For some years he had gone about his work with very few doubts. He had been too busy. But now ill-health had conspired with external circumstances to expose him to questionings about things he had never questioned before. They were very fundamental doubts. They cut at the roots of his life. He was beginning to doubt whether the Empire was indeed as good a thing and as great a thing as he had assumed it to be.... The Empire to which his life had been given.

This did not make him any less an Imperialist than he had been, but it sharpened his imperialism with a sense of urgency that cut into his mind.

Altogether Oswald had now given nearly eighteen years to East and Central Africa. His illness had called a halt in a very busy life.
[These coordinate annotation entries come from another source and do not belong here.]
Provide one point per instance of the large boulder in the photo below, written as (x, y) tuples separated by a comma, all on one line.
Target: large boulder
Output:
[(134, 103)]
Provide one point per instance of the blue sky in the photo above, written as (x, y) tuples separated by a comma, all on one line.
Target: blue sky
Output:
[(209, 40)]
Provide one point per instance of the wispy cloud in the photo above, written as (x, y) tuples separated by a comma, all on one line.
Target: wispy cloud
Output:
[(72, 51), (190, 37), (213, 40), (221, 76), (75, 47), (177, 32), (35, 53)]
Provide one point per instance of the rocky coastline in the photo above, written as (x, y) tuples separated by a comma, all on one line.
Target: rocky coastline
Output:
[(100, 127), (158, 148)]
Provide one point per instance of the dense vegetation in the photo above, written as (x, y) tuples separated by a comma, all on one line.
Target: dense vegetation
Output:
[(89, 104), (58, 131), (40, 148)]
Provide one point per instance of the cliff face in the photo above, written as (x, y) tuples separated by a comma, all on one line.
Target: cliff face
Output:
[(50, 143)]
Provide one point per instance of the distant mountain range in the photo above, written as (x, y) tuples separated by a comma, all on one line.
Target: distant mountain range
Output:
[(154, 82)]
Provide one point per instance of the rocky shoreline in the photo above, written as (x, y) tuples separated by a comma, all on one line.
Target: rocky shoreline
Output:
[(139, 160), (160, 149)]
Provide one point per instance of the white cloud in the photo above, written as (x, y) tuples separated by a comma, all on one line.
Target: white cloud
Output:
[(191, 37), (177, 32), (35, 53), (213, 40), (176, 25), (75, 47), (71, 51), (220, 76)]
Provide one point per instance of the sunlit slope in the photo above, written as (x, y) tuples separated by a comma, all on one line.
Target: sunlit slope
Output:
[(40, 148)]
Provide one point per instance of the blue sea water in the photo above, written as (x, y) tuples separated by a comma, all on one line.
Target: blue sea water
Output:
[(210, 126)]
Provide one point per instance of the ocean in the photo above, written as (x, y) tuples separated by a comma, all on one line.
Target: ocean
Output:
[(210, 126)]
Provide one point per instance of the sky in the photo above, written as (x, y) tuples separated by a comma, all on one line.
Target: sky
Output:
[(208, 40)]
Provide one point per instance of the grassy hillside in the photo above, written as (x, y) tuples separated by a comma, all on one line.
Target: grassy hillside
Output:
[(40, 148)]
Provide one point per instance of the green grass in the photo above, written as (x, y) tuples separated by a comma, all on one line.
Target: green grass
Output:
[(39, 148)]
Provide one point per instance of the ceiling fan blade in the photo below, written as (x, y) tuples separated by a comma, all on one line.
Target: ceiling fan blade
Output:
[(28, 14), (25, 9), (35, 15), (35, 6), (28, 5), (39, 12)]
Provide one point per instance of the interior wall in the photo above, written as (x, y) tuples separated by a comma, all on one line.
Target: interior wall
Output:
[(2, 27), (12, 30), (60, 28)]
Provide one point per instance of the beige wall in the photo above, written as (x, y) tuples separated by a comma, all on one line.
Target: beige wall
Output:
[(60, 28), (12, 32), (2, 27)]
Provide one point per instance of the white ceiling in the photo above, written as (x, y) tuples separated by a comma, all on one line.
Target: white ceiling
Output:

For two years and more after his last visit to England, he had been occupied chiefly in operations in and beyond the Lango country against Kabarega and the remnant of the rebel Sudanese. He had assisted in the rounding-up of King Mwanga, the rebel king of Uganda, and in setting up the child king and the regency that replaced him. At the end of 1899 his former chief, Sir Harry Johnston, had come up from British Central Africa as Special Commissioner to Uganda, and the work of land settlement, of provincial organization, of railways and postal development had gone on apace. Next year indeed war had come again, but it was the last war in this part of the world for some time. It was caused by the obstinate disposition of the Nandi people to steal the copper wire from the telegraph poles that had been set up in their country. Hitherto their chief use for copper wire had been to make bracelets and anklets for their married women. They were shocked by this endless stretching out of attenuated feminine adornment. They did their best to restore it to what they considered was its proper use. It was a homely misunderstanding rather than a war. Oswald had led that expedition to a successful explanation. Thereafter the leading fact in the history of Uganda until the sleeping sickness came had been the construction of the railway from the coast to Lake Victoria Nyanza.

In Uganda as in Nyasaland Oswald Sydenham had found himself part of a rapid and busy process of tidying up the world. For some years it had carried him along and determined all his views.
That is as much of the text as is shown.